I did take a few pictures, though, as I approached the Chateau de la Roque which is situated between Domme and St Cyprien high on rocks on the north bank of the Dordogne. I didn’t get close enough this time to do it justice but I made a mental note to make sure that I do in the spring or summer when the weather is warmer and more favourable.
It was after I’d passed the chateau and turned north to head back to Galinat that I realised looking down how few areas there were that were suitable for use in the event of a forced landing. Surprisingly, I now realise the more I fly in the Dordogne that this is not usually the case, but on this leg of my flight there were mainly just large areas thickly covered with trees and very few open spaces between them that you could land on. So it was with some relief that I eventually found myself overhead Sergeac as I approached the final stage of my flight. As I looked for Galinat I found that as on previous occasions, I’d have to climb to get myself onto what I regard as a safe approach into Galinat ie on the high side for safety so that I’m on more of a glide type approach making me less reliant on the engine. I’ve decided after today that I must always aim to be at 1500 feet or possibly even a tad higher, by the time I turn onto long final.

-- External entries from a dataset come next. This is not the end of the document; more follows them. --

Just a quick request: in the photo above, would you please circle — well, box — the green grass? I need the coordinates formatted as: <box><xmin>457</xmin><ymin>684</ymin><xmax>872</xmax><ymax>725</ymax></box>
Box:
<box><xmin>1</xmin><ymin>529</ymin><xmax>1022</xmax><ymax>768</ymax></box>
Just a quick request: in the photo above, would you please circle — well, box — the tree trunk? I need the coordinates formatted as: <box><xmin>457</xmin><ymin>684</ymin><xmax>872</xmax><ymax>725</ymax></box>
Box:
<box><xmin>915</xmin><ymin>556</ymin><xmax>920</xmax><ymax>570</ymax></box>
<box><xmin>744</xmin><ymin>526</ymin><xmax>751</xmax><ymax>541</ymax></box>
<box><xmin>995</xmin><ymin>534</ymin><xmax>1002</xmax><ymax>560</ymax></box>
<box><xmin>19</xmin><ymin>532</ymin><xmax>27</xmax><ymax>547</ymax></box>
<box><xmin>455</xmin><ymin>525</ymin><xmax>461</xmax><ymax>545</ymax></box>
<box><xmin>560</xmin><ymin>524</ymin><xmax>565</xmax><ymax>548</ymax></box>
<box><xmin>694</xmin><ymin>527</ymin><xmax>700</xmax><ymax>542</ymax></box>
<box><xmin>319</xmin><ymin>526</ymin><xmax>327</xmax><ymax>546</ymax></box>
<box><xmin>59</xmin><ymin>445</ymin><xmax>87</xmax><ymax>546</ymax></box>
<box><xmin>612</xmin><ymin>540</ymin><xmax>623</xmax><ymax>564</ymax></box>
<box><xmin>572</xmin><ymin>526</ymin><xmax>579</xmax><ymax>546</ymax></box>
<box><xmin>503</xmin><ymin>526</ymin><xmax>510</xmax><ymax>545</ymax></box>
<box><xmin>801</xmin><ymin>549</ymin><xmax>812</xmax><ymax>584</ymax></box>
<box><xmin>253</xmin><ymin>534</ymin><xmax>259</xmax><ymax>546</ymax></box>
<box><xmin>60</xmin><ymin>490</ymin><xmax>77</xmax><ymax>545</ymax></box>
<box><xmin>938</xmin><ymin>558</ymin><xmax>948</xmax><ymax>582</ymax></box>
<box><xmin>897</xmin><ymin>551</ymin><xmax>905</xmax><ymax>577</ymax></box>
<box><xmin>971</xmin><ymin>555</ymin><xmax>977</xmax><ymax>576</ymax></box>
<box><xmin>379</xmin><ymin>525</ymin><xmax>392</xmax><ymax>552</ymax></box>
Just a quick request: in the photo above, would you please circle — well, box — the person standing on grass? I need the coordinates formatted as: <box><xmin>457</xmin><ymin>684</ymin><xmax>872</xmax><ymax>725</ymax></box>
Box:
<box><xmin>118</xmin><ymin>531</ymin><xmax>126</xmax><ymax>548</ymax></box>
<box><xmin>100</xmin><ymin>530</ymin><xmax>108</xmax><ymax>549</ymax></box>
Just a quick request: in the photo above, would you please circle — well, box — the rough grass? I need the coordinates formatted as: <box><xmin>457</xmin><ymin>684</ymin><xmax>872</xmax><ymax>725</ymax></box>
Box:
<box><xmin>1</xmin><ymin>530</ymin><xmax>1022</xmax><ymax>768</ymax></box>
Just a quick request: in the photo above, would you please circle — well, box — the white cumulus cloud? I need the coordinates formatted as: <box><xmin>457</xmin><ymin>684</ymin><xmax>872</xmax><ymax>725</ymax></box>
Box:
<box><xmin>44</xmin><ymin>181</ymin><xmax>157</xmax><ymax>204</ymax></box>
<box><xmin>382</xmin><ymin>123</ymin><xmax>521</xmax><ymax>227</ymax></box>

I landed safely and could have landed a bit longer than I did, as the grass on the runway was both quite long and wet. As were my feet after I’d parked 56NE up, tied it down and put all of its covers back on. I just wish that I could find a pair of boots (in my budget range!) that are waterproof 😕
Tomorrow I really must do the work needed to finish my wood burner install. I now have another reason for doing so, namely that there’s something wrong with the flue. I’m not getting anything like the heat from the stove that I was originally and also, if I open the door to add more wood when the stove is burning, clouds of smoke come out into the room. I heard a noise a couple of evenings ago which I initially had thought was just a log falling over in the firebox. However, I now think that it was some kind of debris falling down the flue pipe from inside the chimney and causing a partial blockage of the wood burner outlet. I won’t be able to find out for sure until tomorrow when the fire is out and I just hope that it turns out to be nothing too serious. I don’t fancy having to do any more repair work on the chimney for a while and just hope that maybe it’s a large lump of mortar or something like that that has become displaced. What worries me is that if I’m right about debris falling down, whatever it is must have come from pretty high up. The flue reaches almost to the top of the chimney (I think), so I just hope that it’s not something to do with the repairs that I recently did. Anyway, all will be revealed tomorrow, which will for the most part be another dry day, if not as sunny as today was.